Results showing no change

That doesn’t mean prompting does not matter. It does. A prompt tweak can still matter. Sometimes it matters a lot. But prompt tweaks are not durable systems. They are not especially transferable. They are often sensitive to the exact model, the exact task, the exact tool environment, and the exact moment in model history when you happen to test them.

That is not what I want from engineering. Instead I want something I can explain, test, reuse and improve over time. And lucky for me, Agent Skills provide this system.

Using Skills to build Durable Systems

If I want an agent to do a good code review, I would rather define what a good code review actually means, package that into a reusable skill, make it canonical, and evaluate it properly. Then the behaviour is visible, and repeatable. I do not have to guess whether the model is behaving today because I happened to phrase something the right way.

That is the big shift for me. The interesting work is not in collecting more little incantations. It is in building better context: skills, docs, rules, plugins, context artifacts, evaluators. Real systems.
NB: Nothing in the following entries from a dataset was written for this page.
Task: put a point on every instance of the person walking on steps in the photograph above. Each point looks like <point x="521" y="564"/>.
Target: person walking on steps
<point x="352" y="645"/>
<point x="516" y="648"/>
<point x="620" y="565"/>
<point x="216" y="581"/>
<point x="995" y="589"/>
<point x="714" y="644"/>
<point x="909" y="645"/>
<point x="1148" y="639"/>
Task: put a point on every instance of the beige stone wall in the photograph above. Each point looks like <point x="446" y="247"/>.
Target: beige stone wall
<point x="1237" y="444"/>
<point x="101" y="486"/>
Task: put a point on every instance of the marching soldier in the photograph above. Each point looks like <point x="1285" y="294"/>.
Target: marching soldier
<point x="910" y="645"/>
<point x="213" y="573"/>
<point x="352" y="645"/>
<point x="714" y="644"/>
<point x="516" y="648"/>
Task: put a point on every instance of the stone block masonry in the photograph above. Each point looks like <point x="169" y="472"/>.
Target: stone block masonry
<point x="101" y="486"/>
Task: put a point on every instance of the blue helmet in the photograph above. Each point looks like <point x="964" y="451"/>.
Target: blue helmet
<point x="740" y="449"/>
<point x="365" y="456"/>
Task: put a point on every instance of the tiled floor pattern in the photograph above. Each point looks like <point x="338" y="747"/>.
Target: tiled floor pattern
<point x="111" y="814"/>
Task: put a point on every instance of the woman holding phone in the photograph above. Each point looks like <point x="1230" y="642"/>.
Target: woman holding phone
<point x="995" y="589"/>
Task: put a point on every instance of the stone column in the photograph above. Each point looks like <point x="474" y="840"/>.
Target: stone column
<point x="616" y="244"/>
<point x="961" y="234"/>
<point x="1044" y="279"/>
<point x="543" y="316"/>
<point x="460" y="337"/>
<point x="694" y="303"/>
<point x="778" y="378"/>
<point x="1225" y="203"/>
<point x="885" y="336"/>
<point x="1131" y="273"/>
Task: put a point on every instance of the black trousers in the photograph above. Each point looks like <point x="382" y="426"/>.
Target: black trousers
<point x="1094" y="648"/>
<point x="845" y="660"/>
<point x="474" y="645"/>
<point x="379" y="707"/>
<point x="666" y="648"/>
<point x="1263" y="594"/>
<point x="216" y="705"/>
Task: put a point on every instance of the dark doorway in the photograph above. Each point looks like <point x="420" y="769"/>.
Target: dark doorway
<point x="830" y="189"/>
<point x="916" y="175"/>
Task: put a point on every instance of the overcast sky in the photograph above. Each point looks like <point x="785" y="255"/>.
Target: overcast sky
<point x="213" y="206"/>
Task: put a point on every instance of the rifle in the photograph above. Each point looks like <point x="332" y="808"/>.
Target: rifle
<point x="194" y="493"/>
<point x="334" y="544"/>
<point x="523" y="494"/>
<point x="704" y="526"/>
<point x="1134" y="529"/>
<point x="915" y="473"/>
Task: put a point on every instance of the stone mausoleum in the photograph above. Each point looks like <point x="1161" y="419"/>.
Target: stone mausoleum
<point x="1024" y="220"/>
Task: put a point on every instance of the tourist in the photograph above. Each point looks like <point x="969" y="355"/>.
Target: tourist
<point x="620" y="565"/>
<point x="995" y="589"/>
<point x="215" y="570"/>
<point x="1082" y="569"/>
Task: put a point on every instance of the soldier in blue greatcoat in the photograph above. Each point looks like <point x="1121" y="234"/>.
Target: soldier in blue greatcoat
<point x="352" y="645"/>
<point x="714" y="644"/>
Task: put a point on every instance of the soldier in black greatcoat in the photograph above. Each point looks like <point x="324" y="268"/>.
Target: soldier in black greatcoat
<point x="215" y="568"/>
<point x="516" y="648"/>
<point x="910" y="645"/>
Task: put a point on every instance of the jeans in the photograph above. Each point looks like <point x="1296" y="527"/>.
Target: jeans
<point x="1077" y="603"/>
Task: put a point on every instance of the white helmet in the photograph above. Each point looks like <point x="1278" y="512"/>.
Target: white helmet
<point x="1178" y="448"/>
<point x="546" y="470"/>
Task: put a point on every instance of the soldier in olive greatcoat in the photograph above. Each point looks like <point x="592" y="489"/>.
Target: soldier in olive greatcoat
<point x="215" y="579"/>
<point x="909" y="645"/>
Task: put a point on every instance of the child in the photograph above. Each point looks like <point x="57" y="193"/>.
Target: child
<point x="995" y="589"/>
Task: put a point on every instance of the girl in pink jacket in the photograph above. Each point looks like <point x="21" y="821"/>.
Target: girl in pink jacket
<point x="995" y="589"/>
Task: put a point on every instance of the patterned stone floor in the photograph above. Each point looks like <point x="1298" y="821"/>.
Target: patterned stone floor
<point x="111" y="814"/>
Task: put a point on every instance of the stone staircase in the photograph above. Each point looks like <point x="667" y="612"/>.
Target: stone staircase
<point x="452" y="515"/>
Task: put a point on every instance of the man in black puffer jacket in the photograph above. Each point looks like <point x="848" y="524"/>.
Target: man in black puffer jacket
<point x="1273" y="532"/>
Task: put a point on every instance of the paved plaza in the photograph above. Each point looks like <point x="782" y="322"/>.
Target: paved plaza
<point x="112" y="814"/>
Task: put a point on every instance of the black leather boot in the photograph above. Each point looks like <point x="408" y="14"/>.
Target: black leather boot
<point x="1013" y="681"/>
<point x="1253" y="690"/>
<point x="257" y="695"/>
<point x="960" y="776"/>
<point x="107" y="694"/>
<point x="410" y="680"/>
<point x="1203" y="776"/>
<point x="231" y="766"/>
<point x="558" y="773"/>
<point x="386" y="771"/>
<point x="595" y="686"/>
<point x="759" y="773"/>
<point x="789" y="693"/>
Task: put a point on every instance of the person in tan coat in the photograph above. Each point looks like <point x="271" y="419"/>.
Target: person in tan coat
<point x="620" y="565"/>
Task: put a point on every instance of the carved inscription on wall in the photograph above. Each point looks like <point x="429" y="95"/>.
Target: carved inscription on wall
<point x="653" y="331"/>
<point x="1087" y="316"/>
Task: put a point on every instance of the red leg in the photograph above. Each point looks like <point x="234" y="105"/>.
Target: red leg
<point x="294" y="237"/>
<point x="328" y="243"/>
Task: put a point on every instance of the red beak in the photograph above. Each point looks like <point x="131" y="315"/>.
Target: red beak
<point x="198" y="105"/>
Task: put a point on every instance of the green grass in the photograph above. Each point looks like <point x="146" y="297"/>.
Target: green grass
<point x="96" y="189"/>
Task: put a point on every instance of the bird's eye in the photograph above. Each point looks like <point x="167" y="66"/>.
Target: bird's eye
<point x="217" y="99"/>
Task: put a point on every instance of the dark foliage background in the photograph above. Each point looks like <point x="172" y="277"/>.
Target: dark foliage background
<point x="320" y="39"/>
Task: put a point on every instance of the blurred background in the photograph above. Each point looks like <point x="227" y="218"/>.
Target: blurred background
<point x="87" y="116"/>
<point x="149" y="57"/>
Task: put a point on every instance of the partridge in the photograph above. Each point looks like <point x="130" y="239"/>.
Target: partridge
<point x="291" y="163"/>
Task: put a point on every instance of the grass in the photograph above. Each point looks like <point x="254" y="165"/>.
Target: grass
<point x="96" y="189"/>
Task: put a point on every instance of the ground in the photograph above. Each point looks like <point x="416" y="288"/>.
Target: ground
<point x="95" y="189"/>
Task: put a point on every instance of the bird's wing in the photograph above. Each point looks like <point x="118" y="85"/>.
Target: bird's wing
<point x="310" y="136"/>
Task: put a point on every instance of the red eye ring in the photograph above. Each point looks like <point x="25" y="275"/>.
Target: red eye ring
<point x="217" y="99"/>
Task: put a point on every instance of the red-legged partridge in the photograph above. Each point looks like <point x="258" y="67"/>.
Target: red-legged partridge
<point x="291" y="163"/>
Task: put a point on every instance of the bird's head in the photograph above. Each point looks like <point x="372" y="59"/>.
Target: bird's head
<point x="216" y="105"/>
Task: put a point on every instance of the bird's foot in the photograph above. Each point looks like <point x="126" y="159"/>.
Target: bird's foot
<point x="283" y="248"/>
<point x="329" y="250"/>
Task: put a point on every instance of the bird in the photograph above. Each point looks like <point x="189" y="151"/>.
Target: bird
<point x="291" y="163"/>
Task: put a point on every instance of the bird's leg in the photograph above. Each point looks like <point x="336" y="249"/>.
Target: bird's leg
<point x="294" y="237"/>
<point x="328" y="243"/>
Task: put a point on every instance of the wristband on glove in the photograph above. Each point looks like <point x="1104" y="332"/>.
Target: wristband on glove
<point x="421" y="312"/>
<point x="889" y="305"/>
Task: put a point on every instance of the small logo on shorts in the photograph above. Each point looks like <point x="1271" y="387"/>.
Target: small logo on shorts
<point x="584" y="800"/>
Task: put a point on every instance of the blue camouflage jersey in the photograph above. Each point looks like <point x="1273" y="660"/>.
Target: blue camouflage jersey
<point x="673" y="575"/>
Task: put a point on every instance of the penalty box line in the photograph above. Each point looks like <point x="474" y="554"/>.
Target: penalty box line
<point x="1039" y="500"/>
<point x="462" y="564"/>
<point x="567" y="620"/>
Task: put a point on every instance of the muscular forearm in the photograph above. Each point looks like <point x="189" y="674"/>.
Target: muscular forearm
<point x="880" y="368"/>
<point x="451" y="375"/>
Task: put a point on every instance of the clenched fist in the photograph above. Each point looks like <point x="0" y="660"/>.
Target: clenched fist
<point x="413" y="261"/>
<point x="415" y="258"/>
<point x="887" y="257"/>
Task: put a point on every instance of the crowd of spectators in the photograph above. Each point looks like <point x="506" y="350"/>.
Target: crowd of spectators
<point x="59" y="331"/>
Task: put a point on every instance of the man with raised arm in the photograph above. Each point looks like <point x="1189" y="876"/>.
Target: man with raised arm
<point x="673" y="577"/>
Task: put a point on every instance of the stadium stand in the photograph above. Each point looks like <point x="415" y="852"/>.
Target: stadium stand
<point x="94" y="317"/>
Prompting is still part of that, obviously. But it is one part which is growing ever smaller. If you are still spending most of your energy on tiny phrasing tricks while ignoring the surrounding system, you are probably working on the least durable part of the problem.

So, yes, I think posts like this point at something real. Agents are sensitive to context. But the lesson is not “tell the bot its coworker is watching.” The lesson is that context is the product surface now, and we have much better ways to shape it than prompt hacking.

If you actually want a good code review, the better move is to define what good review means, encode it as a shareable skill, and make it part of the system. Then the behaviour is explicit. It can be tested, reused, and improved. You are no longer hoping the model responds to a cute bit of prompt theatre; you are giving it a concrete protocol to follow. If you want to try this in practice, Sentry’s code-review skill and Gemini’s code reviewer skill are both solid, well-eval'ed places to start.